McKinsey part 2 – from tobacco and opioids to health care

The blog has written about the PR campaigns to cast doubt on all sorts of things – from climate change to tobacco.

Hill & Knowlton were early advisers in the tobacco wars but McKinsey was at their side working with Phillip Morris, R.J. Reynolds, Lorillard, Brown and Williamson, British American Tobacco and Japan Tobacco International. It also worked on campaigns to boost cigarette sales in Germany and Latin America.

The authors of When McKinsey came to Town say there is no evidence that McKinsey played a role in the industry-led disinformation campaign “but for a company so deeply involved in Philip Morris’s business it strains credibility to believe the consultant were not aware of it.”

Meanwhile the company was also “advising hospitals and government agencies on how to reduce healthcare costs while their tobacco clients were filling hospital rooms with the sick and the dying”.

It also earnt more than $US11 million from the Food and Drug Agency (FDA) advising on regulating tobacco advertising and reorganising FDA offices on regulating tobacco.

But the most publicised McKinsey consulting projects have been its work in pushing opioid sales.

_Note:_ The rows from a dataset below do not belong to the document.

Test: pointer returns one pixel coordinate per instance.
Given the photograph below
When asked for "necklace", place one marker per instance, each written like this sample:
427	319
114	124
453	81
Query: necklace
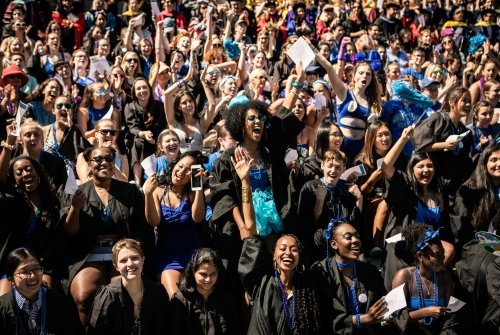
290	319
428	319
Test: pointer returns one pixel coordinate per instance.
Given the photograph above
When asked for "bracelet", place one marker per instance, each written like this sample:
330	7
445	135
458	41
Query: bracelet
358	321
245	198
7	146
298	85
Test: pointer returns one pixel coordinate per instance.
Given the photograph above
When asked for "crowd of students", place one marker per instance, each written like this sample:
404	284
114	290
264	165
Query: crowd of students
111	110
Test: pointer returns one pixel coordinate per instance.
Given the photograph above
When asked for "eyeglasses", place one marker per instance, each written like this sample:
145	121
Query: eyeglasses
107	132
100	159
102	91
63	106
26	274
349	236
253	118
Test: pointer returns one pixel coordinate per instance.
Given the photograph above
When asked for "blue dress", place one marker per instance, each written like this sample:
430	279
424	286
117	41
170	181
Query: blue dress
177	236
352	146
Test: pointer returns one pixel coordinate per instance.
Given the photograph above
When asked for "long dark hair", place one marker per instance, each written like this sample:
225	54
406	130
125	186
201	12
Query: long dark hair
307	317
200	257
323	138
195	154
46	189
481	182
434	185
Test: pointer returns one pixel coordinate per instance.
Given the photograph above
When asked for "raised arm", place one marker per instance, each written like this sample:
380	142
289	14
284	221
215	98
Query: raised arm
247	226
393	154
337	84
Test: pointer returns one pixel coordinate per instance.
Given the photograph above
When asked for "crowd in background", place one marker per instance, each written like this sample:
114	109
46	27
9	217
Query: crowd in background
168	167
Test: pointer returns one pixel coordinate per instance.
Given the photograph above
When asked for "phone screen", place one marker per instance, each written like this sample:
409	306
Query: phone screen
195	180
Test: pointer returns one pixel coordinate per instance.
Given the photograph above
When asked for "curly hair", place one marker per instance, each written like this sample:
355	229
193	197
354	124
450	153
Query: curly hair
482	182
46	189
236	117
179	117
200	257
307	315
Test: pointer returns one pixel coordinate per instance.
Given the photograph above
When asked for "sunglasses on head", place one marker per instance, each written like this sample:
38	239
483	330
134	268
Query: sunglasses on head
100	159
107	132
102	91
63	106
253	118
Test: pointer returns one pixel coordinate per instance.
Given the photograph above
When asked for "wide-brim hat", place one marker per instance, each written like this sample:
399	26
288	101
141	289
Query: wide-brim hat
13	70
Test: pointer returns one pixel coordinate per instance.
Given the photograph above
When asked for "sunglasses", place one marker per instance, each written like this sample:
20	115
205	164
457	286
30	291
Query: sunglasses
107	132
102	91
26	274
63	106
253	118
100	159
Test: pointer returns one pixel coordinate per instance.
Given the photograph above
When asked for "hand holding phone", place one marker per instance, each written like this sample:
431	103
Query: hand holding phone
196	178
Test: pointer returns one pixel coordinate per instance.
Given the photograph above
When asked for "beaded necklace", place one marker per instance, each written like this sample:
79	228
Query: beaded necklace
290	319
428	319
353	299
43	308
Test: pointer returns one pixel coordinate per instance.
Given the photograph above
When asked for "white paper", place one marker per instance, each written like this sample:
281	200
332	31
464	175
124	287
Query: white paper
109	114
395	300
454	137
395	238
359	170
291	155
149	164
454	304
319	101
21	110
71	187
99	64
155	9
301	52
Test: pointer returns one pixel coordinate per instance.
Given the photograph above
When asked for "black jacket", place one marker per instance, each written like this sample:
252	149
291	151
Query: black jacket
191	315
113	310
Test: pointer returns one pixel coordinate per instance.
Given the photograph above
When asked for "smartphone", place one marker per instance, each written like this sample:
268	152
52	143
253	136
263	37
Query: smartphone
196	182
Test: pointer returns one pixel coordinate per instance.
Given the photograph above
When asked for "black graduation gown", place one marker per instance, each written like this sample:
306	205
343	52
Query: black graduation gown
127	220
315	212
113	310
191	315
334	296
257	275
454	169
61	316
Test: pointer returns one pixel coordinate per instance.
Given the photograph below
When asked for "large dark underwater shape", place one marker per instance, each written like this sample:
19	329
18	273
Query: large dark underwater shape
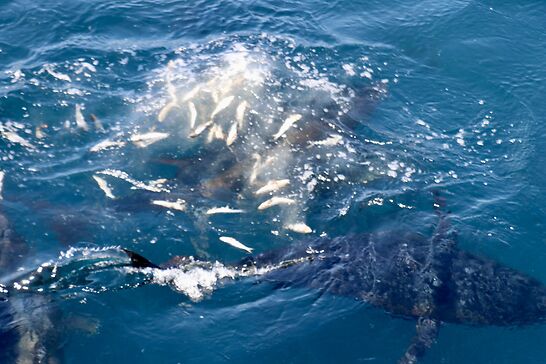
384	105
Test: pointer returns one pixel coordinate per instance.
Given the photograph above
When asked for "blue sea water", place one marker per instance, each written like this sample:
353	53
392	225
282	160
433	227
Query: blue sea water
426	96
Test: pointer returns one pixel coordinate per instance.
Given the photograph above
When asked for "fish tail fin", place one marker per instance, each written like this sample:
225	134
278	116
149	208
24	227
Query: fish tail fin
138	261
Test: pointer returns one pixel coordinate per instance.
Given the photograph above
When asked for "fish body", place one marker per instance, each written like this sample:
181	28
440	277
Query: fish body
235	243
272	186
275	201
291	120
193	114
147	139
409	275
222	104
80	120
28	331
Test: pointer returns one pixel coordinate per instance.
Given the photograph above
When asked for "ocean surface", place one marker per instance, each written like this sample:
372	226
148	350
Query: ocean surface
382	103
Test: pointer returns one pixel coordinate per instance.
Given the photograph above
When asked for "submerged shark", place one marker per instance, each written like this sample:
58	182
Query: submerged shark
27	322
408	275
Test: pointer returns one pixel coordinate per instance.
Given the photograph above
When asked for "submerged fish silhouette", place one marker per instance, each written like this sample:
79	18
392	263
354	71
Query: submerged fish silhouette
408	275
27	322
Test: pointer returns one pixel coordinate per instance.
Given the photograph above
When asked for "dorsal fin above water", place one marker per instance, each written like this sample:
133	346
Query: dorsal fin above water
138	261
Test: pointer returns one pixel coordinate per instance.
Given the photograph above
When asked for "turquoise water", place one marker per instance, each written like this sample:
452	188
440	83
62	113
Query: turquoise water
423	96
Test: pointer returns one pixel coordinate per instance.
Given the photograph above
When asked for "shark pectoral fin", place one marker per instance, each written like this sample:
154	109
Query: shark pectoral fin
425	335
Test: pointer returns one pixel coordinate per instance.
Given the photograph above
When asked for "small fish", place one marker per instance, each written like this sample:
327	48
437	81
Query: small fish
57	75
165	111
232	134
2	174
152	186
224	210
147	139
193	114
274	201
215	132
329	142
106	144
38	132
225	102
104	187
200	129
235	243
287	125
15	138
255	168
179	204
273	186
299	227
97	122
80	120
191	94
240	113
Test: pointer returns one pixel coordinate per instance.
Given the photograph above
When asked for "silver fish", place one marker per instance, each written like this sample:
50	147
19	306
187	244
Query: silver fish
193	114
274	201
224	103
80	120
272	186
235	243
200	129
287	125
240	113
232	134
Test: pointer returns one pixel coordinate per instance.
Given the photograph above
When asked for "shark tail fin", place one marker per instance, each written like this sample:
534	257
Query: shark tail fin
138	261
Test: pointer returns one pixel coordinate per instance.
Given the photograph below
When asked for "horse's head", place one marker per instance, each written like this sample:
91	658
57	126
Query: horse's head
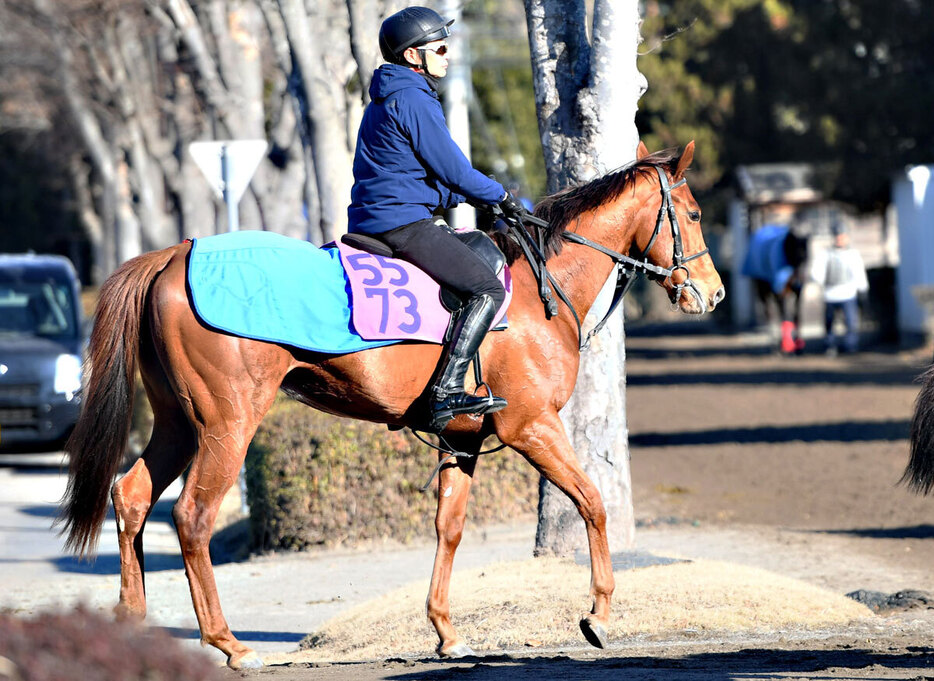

Like many consulting firms, except with a much more systematic approach, McKinsey encourages staff to publish think pieces on issues, trends and ideas. One was an analysis of how drug companies could generate more sales by better analysis of prescription data. The lead author was Martin Elling who could be regarded as one of the fathers of the opioid crisis.

The article said that companies were relying on “the ‘pinball wizard’ sales model.”

“When a patient fills a prescription, the order is stored in a data base that can be matched for drug, producer and physician.” It then went on to explain that the information could be used “to target physicians who are most likely to prescribe more of a given drug over time, no matter how much or how little they prescribe at the moment”.

Purdue Pharma noticed the article and, Bogdanich and Forsythe say: “From 2004 to 2019 paid McKinsey $83.7 million in fees for marketing advice that made its billionaire owners even richer by stoking the nation’s appetite for the painkilling drug OxyContin.”

The devastation across America was horrendous. In the end Elling and a medical doctor were sacked by McKinsey after discussing purging records to hide the firm’s involvement.

750,000 people died in an epidemic kick started by OxyContin, the deaths are continuing and the chapter in the book is a brilliant short account of an American tragedy and can be read in context with Deaths of Despair by Anne Case and Angus Deaton – a brilliant overall  account of why so many working class Americans are dying from drug abuse and suicide.

McKinsey agreed to pay $US600 million although it denied any wrong-doing. Purdue filed for bankruptcy after agreeing to pay $US 8billion compensation and the firm filed for bankruptcy. Sadly, bankruptcy or being on the brink of bankruptcy, seems to be a something of a problem with some McKinsey clients – not only Enron and Purdue but also almost Swiss Air (once thought to be as reliable as a Swiss watch) went to the brink of bankruptcy after implementing a business plan developed by McKinsey.

The book also has a chapter on McKinsey’s work from the 1990s with insurance companies starting with All state. This involved how companies could better refuse or delay payments on policies. Allstate ended up in the courts and thousands of pages of PowerPoint slides and other materials about how policy holders were dudded becoming public.

McKinsey spoke with pride of their decisions to refuse work in South Africa in the apartheid years.  It is doubtful that they speak with pride of their post-apartheid work which included work with the infamous Gupta brothers; the Transnet port and rail authority; Eskom the power company; and South African Airways.

Working with South African partners McKinsey missed the transfer of millions of rands in laundered payments to the Guptas and others.

As Bogdanich and Forsythe say the firm claimed they knew nothing about these payments “but McKinsey’s denials called to mind Claude Rains in the Movie Casablanca : ‘I’m shocked, shocked to find that gambling is going on in here’.” They call this chapter: “Clubbing seals”.